Andrade, que até ali tinha se limitado a ouvir resolve dar uma palhinha na conversa.
-Mas meus caros... Tem coisas que não precisam ser ditas. Subentende-se... Tem coisas que só um olhar já denuncia... As coisas que Dito diz que sabe, todos sabemos. É fato, embora não tenhamos visto nunca!
-Ok... Vou dar a chance a vocês de dizerem o que sabem, não vou confirmar e nem negar nada...
-Tá bom... Como eu tenho os ouvidos da rua... – diz Derico
-Claro! É vagabundo! – interrompe Anízio.
-Como tenho os ouvidos da rua, digo que o que se fala é que você ganha dinheiro para informar as agências funerárias da cidade sobre os falecimentos que são registrados na delegacia. – conclui.

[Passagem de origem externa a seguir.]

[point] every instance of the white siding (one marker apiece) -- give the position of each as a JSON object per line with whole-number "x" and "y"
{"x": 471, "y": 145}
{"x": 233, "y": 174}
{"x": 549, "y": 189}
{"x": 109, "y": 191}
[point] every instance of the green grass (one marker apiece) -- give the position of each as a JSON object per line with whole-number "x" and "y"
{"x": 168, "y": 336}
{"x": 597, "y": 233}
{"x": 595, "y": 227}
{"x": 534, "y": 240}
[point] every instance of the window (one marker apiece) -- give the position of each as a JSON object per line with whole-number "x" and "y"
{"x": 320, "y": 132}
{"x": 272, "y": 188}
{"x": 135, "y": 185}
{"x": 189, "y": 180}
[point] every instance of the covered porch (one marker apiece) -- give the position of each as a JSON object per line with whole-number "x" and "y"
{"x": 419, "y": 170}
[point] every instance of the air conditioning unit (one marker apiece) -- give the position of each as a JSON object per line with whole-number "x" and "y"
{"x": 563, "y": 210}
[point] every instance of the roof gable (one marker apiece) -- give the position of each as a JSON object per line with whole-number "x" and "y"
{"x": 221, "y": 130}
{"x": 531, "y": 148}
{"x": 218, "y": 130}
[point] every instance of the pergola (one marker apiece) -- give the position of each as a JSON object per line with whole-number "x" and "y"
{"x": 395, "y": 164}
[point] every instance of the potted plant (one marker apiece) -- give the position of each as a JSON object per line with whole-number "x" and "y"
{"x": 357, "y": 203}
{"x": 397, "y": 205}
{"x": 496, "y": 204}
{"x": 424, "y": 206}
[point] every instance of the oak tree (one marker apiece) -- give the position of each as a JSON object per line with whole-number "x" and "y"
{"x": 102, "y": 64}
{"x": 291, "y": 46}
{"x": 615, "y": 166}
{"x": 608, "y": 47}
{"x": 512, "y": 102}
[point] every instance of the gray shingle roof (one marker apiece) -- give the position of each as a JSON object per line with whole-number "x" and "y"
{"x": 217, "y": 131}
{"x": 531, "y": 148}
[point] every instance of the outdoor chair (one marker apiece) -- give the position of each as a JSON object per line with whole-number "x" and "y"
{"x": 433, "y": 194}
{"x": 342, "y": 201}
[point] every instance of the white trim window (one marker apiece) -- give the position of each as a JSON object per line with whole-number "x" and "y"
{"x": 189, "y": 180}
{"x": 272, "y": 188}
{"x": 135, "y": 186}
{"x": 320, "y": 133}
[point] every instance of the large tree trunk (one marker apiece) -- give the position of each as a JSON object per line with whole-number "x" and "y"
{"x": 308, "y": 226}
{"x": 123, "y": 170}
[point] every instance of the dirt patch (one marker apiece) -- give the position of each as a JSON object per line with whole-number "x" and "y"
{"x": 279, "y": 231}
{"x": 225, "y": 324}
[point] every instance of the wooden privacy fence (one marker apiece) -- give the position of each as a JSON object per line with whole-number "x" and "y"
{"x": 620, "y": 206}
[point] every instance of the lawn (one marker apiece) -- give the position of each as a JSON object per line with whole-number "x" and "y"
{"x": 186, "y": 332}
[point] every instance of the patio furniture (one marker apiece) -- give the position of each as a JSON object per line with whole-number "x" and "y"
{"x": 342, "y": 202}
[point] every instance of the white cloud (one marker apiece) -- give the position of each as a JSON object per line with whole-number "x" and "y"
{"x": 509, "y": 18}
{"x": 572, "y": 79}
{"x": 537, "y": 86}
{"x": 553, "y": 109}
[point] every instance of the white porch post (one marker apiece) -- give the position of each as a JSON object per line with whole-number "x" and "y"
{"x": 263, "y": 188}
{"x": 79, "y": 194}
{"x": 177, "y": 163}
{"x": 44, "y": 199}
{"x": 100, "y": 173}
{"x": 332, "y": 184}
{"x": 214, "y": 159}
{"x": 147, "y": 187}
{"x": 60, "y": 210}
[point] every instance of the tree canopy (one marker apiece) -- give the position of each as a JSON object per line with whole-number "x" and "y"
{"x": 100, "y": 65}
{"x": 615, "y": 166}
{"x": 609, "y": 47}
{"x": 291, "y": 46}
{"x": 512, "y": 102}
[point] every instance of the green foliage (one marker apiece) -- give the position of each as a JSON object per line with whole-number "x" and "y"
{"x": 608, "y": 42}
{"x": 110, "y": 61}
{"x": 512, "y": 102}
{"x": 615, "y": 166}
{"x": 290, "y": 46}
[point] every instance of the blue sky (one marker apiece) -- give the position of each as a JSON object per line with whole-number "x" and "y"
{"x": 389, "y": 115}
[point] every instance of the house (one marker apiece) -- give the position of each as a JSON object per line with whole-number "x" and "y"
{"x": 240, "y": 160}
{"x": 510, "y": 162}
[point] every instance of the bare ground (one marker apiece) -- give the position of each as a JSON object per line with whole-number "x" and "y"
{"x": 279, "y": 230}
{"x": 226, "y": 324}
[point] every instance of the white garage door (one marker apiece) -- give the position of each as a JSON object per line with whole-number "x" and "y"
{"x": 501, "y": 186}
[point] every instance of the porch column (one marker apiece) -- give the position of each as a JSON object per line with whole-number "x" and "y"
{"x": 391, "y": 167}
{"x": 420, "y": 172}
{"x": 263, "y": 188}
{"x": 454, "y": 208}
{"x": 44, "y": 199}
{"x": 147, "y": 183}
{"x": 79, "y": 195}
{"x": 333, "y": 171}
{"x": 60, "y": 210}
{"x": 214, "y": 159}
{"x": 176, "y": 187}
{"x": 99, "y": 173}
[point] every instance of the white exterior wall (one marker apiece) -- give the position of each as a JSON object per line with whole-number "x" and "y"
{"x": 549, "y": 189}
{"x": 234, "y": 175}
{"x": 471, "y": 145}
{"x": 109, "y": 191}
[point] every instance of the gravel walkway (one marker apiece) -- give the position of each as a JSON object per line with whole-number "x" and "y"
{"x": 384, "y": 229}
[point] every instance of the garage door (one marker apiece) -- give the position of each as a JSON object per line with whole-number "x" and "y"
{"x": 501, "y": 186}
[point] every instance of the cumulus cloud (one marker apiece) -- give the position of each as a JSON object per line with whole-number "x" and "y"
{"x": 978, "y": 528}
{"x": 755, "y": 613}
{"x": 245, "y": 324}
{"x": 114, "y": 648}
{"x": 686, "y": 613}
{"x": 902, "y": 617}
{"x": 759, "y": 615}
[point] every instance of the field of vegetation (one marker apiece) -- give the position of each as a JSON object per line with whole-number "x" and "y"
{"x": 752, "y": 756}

-Mentira... Pura invenção! Não há o menor fundamento nisto...
-Não? – perguntou Lucas.
-Não.
-Não mesmo? – insistiu Marvio.
-Não, já disse.
-Então tá! – encerra a questão Derico, enquanto Andrade apenas sorri, ironicamente.
Então toca o telefone celular de Anízio, que sem se importar em pedir licença ou se afastar, atende.
-Alô?(...) Sim é o cabo Anízio. (...) Como? Acidente? (...) E teve mortos? (...) Dezessete? Tantos assim? Foi ônibus?(...) Tem certeza? Dezessete mesmo? (...) Que beleza... Que beleza... – e enquanto falava sorria com uma satisfação assustadora.
Quando desliga o telefone se dá conta do silêncio constrangedor no bar.
-O que foi? – pergunta.
-Nada! – diz Andrade – Mas de qualquer forma, Anízio.... Beleza... Que beleza!
Comentários
Esse sujeito me lembra um certo senhor de cabelos grisalhos, óculos, baixinho...
abs
Abs.
Nesse conto todo mundo é gente boa.
Abs.
Os mais espertos, não apenas sobrevivem, mas ainda se dão bem, apesar das ressalvas éticas que todos podemos fazer.
Lamentável, mas verdadeiro, e um retrato bem crível da realidade.